The patter of rain has turned soft against the roof. I lower my arm, and lift the knife I was finally able to get out of my bag—a presentfrom Art that I keep in the inner pocket. I press the blade against his gut.
“Let's go for a walk.” I try to keep my hand steady, my gray eyes drowning in his dark ones.
“The history of betrayal repeats itself,” he mutters. I don’t know what he’s talking about, but the hateful look he sends me tears at my chest.
“Go ahead, give me another scar to match the other one,” he snaps, slightly pushing his body against the blade.
He’s talking about the long, jagged one on his side. Does it have anything to do with what Don Sebastiano told me about Marco and his revenge?
“How did you get it?”
His smirk is devilish. “I killed the woman who betrayed me. She flipped and worked with the FBI, trying to take my family down while telling me how much she loved me. She stabbed me three times, but I got her in the end. Right in the head.” He pushes a finger to my forehead. He couldn’t sound more disdainful.
But I understand now. His distrust, aloofness, the fucking around, the overworking. The way he’s sabotaging what we have.I never had a chance with him. He decided my fate from the very beginning.
I always thought that positive memories could overshadow shitty ones. Was I wrong?
“So, what’s your next move, Joel?” I hate hearing that name on his lips.
“A dying request.” I won’t run. I can’t. I’m pretty sure there’re more men around. I have no chance of escaping. Marco is bigger than me and more skilled, he can get the knife out of my handanytime. “I want to feel the rain on my skin one last time.” It comes out more pleading than anything else. I’m probably going to be killed, the tremble in my voice is understandable. Even so I’m not afraid to die. Maybe because I got close to to end too many times in the past. It's unbearable imagining Marco doing it, though.

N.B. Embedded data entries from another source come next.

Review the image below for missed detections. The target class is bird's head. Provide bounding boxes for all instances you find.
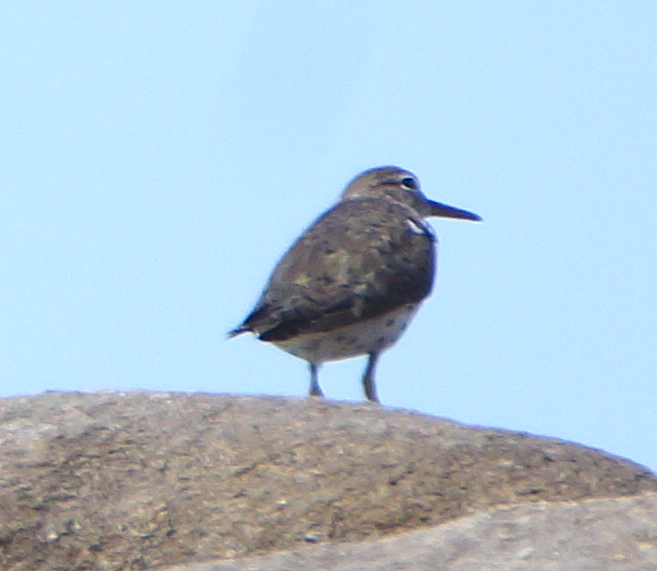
[340,167,481,220]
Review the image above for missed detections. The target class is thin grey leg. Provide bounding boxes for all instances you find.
[309,363,324,397]
[363,353,379,404]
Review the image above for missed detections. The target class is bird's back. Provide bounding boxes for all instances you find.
[235,198,435,341]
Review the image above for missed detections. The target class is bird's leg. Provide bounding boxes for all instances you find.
[309,363,324,397]
[363,353,379,404]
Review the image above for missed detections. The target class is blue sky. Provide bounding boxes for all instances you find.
[0,4,657,469]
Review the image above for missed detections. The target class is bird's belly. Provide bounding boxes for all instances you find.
[274,304,419,364]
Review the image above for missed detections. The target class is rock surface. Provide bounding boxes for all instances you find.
[163,493,657,571]
[0,392,657,571]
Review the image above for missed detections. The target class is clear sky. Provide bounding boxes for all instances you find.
[0,0,657,469]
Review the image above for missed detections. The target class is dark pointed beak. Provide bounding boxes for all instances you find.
[427,200,482,221]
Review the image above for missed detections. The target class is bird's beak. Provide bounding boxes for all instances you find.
[427,200,481,221]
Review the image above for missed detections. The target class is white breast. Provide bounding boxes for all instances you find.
[274,304,419,364]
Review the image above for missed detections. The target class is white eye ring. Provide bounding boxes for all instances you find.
[401,176,417,190]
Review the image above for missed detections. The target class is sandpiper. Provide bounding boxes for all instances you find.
[228,166,481,402]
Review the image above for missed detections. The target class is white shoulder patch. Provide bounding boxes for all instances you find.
[406,218,433,236]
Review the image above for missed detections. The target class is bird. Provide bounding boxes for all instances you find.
[228,166,481,403]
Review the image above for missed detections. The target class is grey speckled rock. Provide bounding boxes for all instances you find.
[163,493,657,571]
[0,392,657,571]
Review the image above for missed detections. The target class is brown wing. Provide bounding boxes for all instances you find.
[231,198,435,341]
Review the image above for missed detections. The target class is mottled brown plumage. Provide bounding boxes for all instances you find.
[229,167,480,401]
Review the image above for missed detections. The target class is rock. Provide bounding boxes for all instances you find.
[162,492,657,571]
[0,392,657,571]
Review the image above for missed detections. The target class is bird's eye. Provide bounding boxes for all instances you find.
[402,176,417,190]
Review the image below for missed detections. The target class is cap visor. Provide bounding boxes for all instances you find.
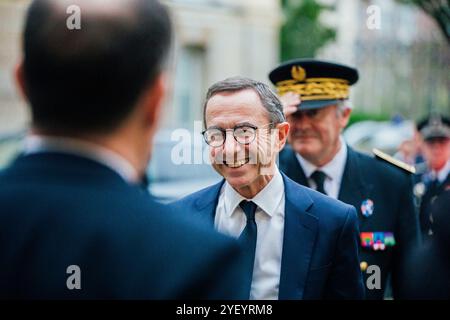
[297,99,339,111]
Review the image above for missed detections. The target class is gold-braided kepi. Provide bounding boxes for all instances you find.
[269,59,358,110]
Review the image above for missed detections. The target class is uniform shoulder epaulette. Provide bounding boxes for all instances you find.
[372,148,416,173]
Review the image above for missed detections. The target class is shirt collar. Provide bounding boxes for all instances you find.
[432,160,450,183]
[224,167,284,217]
[24,134,139,183]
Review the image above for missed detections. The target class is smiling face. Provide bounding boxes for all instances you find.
[205,89,289,198]
[287,105,351,167]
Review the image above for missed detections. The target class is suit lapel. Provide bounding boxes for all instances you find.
[195,180,225,227]
[279,174,318,300]
[338,147,372,225]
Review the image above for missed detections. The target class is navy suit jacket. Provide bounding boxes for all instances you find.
[0,153,246,299]
[280,145,419,299]
[172,174,364,300]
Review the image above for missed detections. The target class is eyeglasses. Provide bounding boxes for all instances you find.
[202,122,273,148]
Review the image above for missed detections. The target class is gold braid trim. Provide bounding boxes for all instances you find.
[276,78,350,100]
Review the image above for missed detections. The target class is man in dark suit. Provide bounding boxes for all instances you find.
[269,59,419,299]
[414,114,450,238]
[405,188,450,300]
[0,0,246,299]
[173,77,364,299]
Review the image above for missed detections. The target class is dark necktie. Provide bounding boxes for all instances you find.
[239,200,257,297]
[311,170,327,194]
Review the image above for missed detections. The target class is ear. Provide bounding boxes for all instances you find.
[142,73,167,127]
[14,60,28,100]
[339,108,352,129]
[276,122,290,151]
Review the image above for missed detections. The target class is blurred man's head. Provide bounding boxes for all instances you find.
[417,115,450,171]
[17,0,171,175]
[204,77,289,198]
[287,102,351,166]
[269,59,358,167]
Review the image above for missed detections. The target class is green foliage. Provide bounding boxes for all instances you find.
[281,0,336,61]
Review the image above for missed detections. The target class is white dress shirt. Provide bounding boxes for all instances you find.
[24,135,139,183]
[215,168,285,300]
[431,160,450,183]
[296,137,347,199]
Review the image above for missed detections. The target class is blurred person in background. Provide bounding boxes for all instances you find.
[405,189,450,300]
[269,59,419,299]
[414,114,450,237]
[0,0,246,299]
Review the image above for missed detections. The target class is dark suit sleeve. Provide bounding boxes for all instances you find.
[324,207,365,299]
[392,176,421,299]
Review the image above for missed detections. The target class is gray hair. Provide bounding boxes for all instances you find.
[203,77,286,127]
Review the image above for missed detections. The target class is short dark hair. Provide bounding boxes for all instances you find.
[23,0,172,133]
[203,77,286,127]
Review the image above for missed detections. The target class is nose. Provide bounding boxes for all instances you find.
[222,131,244,163]
[292,112,311,130]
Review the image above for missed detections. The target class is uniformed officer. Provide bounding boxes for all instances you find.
[414,114,450,238]
[269,59,419,299]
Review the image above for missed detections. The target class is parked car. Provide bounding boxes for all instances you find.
[343,121,415,155]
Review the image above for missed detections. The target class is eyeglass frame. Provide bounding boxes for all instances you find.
[201,122,277,148]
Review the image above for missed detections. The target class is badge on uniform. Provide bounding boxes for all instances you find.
[360,232,395,251]
[361,199,373,218]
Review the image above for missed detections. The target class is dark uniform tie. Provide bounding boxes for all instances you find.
[311,170,327,194]
[239,200,257,297]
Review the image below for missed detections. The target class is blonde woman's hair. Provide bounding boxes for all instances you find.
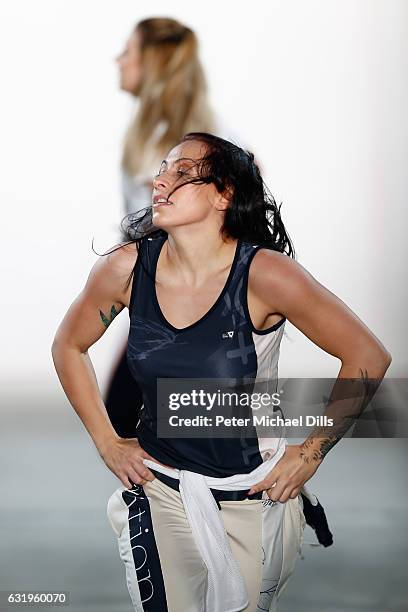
[122,18,215,175]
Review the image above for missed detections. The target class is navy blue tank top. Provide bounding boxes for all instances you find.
[127,233,285,477]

After a long moment, he surprisingly listens to me. He lets go of my neck and takes a step back. He turns away, not afraid in the least of me or my knife, and slowly walks toward the door. Marco tells the man something in Italian. For a moment I imagine him taking out his gun and shooting me. But he just opens the door, and we move outside.

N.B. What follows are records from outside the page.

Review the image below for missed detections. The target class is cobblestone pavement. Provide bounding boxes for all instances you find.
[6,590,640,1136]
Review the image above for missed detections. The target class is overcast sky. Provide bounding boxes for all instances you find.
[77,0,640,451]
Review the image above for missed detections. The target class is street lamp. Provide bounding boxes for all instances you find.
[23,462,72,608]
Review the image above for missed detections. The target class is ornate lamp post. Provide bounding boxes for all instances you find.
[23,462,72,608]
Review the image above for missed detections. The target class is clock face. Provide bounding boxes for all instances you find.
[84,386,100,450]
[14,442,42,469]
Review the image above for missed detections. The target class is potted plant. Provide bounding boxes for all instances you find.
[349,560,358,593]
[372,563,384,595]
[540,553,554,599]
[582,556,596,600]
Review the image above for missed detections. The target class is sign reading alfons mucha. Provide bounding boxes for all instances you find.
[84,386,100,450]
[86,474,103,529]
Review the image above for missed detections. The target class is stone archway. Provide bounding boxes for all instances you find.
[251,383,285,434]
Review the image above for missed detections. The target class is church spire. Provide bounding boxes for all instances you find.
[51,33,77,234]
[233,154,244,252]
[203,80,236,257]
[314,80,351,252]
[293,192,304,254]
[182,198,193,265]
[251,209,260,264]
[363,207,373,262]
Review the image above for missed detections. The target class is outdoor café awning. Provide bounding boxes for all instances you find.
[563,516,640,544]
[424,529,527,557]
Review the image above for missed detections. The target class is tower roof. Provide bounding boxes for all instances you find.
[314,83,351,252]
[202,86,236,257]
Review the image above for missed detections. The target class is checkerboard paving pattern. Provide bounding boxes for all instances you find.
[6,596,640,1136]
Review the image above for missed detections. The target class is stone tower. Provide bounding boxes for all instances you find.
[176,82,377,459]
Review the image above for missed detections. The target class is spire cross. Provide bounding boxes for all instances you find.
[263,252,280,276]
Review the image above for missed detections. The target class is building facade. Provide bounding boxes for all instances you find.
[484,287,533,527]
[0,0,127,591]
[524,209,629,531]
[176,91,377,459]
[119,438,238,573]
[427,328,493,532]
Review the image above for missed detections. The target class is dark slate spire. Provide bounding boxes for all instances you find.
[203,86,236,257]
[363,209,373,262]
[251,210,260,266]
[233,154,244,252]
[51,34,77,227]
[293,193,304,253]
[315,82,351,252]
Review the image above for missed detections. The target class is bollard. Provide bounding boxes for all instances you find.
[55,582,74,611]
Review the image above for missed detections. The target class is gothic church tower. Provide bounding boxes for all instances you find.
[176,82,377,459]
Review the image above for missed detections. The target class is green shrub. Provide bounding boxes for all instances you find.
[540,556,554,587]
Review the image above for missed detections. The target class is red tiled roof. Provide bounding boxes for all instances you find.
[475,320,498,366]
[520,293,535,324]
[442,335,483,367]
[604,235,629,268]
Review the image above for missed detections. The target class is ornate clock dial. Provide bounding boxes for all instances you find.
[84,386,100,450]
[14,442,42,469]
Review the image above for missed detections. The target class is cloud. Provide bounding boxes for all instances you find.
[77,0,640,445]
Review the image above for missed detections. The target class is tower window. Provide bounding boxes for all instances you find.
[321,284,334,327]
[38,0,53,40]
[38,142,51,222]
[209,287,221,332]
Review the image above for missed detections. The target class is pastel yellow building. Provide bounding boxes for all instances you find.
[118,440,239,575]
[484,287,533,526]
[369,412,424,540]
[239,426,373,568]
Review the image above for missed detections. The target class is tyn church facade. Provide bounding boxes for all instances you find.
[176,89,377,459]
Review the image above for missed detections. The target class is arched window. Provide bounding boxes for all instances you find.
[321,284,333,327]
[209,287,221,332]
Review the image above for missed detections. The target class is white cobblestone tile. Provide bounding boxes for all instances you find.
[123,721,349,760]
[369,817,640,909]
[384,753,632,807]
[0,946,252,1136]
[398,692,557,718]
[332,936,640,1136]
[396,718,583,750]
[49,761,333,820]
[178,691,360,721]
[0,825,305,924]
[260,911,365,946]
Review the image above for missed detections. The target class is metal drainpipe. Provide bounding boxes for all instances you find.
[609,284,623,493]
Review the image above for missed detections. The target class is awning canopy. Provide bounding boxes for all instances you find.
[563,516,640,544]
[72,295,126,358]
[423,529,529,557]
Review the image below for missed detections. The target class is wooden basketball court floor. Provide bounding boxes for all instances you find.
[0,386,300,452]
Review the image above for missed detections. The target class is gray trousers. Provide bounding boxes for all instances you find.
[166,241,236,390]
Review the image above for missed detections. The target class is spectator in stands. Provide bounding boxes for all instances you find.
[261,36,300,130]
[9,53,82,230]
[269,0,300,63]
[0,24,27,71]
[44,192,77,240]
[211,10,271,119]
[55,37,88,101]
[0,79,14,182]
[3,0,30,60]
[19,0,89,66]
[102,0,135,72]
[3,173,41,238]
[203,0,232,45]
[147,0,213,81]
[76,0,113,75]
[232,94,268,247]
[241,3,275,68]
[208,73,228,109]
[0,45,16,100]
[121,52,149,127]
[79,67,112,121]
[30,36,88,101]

The dark sky hangs low with a thick blanket of clouds releasing a fine drizzle that turns all edges blurry. Marco stops under the roof awning while I walk into the rain.

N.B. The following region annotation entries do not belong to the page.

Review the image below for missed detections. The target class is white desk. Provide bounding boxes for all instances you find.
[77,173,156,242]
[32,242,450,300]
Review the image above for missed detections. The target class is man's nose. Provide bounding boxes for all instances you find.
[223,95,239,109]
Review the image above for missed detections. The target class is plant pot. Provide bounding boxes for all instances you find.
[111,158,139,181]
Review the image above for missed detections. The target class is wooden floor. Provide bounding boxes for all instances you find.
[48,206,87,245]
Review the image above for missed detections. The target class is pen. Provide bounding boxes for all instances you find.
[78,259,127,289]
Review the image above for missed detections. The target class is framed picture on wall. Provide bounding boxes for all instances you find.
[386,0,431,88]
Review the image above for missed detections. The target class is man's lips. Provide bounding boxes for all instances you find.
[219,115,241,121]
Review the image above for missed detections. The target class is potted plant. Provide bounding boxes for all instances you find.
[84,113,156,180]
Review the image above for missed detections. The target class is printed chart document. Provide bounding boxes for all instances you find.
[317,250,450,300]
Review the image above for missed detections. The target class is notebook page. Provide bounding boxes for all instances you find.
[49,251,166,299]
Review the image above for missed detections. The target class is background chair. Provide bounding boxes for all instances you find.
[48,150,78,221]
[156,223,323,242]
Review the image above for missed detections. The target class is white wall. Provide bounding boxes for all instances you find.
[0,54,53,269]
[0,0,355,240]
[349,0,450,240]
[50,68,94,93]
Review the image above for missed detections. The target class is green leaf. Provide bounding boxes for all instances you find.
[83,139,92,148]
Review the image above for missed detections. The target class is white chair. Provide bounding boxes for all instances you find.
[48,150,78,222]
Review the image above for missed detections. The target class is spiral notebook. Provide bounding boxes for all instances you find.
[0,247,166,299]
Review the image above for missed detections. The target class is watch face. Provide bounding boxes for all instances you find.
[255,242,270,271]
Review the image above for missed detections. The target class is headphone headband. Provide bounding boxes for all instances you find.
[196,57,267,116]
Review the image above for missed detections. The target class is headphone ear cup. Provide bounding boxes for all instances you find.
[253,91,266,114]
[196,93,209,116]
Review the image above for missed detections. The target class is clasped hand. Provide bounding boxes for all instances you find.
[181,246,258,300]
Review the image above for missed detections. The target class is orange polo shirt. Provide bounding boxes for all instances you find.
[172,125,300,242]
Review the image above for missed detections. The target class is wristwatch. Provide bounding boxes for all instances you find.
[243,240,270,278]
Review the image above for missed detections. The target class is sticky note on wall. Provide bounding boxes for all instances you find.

The great equalizer. It falls on all of us, uncaring of our origin, our past, achievements, sins, intentions. Just like death, it has no exception. When it’s time, it drops on our heads and reminds us we are all the same.
It’s like the world is weeping quietly for all the moments Marco and I are going to miss.
I drop my bag on the wet ground and turn to face him as I feel the cool droplets kissing my skin, a refreshing contrast to the choking air. Each drop exposing the raw pain. The core of my fragile soul.
The beating of my heart is faster than the sound of the rain hitting the asphalt.
“Petrichor.” I raise my voice over the incessant, delicate sound. “That’s what the smell of rain on the ground is called. Did you know that? The falling water hits the soil, magnifying the scent of it. It’s the most precious smell to me. I connect it with that night,with freedom, with unmeasurable fear, happiness, and sorrow. I connect it with my brother.” He was a pluviophile: a lover of rain. He passed that love to me. “I connect it with you. You remained crystal clear in my mind all these years.”While I faded in yours.
I let the knife fall. “The truth is what you make of it, Marco. I swear on my brother, the only person who—” The blankness in his eyes makes me choke on the word. I feel my lips quivering; tears blend with the rain. “—who ever loved me that I never lied to you.”
“All the evidence points at you.”
He’s right, but the way he easily decided not to believe me hurts like hell.
“No, they don’t! Don’t do this! You know me, Marco. Please. Have faith in me.”
“Why?” I hear a hint of softness in his tone. Or maybe it’s the rain making everything mellower.